Petitioner argues that HCFA's own interpretive guidelines suggest that the right to choose a physician must be balanced against a facility's obligation to monitor and control the care that a physician provides. It asserts that these interpretive guidelines contain a statement that if a physician of a resident's own choosing fails to fulfill a requirement a facility shall have the right to seek alternate physician participation to assure that the resident is given adequate care and treatment. Petitioner's brief at 3.

Petitioner has not provided a citation for this alleged guideline. I cannot verify that what Petitioner cited to is an accurate excerpt from an authoritative HCFA policy statement. Furthermore, the excerpt to which Petitioner cited evidently omits examples which might serve to clarify the alleged guideline. For purposes of this decision, I am assuming that Petitioner has in fact quoted accurately from interpretive guidelines published by HCFA. Assuming that to be so, the statement which Petitioner cites does not support its argument that the right of a resident to choose his or her own physician may be restricted by a long-term care facility in the interest of promoting quality medical care.

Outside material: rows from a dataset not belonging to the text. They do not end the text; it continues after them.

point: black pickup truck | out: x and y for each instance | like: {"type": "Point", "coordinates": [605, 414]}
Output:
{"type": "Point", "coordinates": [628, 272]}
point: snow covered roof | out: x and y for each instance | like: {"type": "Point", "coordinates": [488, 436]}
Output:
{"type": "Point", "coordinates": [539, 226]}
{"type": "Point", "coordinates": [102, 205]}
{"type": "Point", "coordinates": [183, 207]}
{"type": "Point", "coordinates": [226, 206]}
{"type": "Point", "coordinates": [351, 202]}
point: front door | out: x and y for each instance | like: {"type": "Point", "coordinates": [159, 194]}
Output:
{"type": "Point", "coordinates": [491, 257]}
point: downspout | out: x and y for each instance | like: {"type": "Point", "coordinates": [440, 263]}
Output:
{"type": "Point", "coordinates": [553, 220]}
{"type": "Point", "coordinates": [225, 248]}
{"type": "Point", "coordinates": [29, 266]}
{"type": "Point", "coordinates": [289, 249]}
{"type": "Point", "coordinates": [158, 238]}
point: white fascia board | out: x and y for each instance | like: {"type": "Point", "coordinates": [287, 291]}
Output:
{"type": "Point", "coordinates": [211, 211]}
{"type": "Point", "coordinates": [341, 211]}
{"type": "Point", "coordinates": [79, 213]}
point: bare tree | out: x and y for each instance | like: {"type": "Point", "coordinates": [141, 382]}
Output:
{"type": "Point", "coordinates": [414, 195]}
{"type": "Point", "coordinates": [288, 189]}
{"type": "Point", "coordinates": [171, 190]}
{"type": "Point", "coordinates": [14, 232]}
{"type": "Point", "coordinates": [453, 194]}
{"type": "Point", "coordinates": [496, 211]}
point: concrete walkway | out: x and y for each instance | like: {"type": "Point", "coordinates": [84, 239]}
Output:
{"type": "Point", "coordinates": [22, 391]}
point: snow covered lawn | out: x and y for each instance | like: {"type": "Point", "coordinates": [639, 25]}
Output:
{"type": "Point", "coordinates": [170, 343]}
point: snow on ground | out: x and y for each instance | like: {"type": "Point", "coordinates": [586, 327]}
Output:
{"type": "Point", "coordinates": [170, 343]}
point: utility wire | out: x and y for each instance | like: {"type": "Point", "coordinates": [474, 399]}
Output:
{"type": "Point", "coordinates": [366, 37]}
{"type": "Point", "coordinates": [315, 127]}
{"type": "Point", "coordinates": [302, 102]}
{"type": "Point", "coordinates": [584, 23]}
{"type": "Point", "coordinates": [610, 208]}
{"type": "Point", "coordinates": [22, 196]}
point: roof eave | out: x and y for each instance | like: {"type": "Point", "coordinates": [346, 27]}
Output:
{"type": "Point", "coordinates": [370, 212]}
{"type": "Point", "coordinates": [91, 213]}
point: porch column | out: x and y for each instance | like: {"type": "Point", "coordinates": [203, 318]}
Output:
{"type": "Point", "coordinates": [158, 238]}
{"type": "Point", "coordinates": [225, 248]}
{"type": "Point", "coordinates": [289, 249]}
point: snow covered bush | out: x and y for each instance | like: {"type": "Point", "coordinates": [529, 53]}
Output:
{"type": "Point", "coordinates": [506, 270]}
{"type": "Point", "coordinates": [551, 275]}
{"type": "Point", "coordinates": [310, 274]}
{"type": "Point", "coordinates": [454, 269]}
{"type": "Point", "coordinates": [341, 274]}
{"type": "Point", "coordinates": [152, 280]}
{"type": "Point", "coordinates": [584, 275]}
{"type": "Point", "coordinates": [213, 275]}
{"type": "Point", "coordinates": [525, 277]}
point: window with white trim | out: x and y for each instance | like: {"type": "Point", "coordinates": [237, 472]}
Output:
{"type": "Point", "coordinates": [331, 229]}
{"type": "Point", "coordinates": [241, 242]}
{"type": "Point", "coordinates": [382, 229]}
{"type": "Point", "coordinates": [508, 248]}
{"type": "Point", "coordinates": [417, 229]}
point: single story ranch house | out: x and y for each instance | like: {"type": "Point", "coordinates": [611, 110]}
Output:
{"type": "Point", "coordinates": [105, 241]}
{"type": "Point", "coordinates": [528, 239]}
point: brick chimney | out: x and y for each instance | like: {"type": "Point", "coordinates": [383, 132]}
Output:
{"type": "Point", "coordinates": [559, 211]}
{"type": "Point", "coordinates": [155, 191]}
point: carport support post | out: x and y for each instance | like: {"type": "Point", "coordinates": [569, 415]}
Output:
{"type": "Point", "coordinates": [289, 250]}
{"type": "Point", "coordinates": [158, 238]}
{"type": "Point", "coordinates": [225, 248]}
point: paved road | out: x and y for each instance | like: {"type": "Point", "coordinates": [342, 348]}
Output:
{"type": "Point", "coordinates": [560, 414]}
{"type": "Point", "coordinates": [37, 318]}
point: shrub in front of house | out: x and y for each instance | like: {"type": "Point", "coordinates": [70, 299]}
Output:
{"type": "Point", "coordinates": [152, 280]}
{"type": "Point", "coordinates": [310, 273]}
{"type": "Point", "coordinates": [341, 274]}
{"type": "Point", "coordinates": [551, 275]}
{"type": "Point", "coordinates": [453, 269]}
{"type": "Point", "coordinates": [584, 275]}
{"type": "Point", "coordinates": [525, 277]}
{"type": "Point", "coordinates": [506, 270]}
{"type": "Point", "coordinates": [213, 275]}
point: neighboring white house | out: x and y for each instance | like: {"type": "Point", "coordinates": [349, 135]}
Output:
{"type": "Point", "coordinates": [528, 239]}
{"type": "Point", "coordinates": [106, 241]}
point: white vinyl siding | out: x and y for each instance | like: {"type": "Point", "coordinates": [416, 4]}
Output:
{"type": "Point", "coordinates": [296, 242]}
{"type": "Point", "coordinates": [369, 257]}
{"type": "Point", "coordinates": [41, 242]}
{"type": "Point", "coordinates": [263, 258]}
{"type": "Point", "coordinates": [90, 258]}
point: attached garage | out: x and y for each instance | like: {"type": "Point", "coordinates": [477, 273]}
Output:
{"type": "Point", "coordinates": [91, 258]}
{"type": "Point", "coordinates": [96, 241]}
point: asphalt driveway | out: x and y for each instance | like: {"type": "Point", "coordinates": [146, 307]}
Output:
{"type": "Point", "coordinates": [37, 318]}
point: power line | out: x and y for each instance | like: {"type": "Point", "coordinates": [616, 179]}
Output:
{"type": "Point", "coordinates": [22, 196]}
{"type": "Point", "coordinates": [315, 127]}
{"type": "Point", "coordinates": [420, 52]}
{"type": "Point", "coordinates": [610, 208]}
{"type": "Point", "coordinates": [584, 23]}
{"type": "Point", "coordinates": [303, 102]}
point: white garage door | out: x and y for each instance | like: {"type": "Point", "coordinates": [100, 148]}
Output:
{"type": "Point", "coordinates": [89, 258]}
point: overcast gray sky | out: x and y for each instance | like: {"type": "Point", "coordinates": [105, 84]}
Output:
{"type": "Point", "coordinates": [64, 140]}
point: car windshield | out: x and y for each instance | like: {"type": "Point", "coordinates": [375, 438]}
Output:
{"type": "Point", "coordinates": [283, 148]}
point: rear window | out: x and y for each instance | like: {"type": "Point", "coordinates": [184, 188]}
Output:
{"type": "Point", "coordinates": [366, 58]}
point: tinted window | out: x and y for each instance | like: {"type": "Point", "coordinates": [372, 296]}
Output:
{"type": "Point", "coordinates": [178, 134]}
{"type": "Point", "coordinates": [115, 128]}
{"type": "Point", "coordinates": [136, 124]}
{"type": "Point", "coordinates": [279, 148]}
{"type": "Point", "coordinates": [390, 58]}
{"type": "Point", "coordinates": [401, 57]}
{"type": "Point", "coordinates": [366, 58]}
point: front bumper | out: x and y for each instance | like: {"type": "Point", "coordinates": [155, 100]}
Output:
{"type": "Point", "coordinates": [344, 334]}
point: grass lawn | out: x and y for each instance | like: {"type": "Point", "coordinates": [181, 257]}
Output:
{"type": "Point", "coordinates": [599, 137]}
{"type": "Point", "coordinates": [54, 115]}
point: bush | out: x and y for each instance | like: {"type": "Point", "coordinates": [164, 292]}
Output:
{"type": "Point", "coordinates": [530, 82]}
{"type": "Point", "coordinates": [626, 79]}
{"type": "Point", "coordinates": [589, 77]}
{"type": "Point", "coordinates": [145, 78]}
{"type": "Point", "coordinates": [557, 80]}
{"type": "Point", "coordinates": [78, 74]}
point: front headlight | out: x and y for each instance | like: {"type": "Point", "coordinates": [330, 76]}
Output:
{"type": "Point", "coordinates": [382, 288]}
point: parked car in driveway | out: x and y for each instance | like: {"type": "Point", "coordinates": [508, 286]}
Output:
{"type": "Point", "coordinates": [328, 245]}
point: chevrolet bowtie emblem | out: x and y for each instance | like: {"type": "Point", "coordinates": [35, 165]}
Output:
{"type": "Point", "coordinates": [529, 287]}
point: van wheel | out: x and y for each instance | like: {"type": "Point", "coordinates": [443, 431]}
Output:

On its face, the statement permits a long-term care facility to find alternative physician care for a resident after it has become apparent that the resident's physician of choice has not discharged a responsibility to a resident. The statement does not suggest that a facility has the authority to prejudge the qualifications of a physician to provide care. Nor does it authorize a facility to establish conditions which a physician must meet before he or she may provide care to a resident. It certainly does not suggest that a facility may erect artificial barriers to physician access, such as requiring that a physician attend a predetermined number of quality assurance committee meetings as a prerequisite to being permitted to treat residents.

Moreover, I would not find the alleged interpretive guideline to be a dispositive interpretation of 42 C.F.R. § 483.10(d)(1) even if I were to find that it meant what Petitioner claims it to mean. As I have stated, the meaning of the regulation is plain. A resident has an unconditional right to choose his or her own personal physician. HCFA may not rewrite this regulation or change its meaning with an interpretation.

3. HCFA is authorized to impose against Petitioner the remedy of denial of payment for new admissions.

Petitioner has not complied with the participation requirement that is stated in 42 C.F.R. § 483.10(d)(1). HCFA is authorized to impose a remedy for Petitioner's noncompliance. Permissible remedies include denial of payment for new admissions.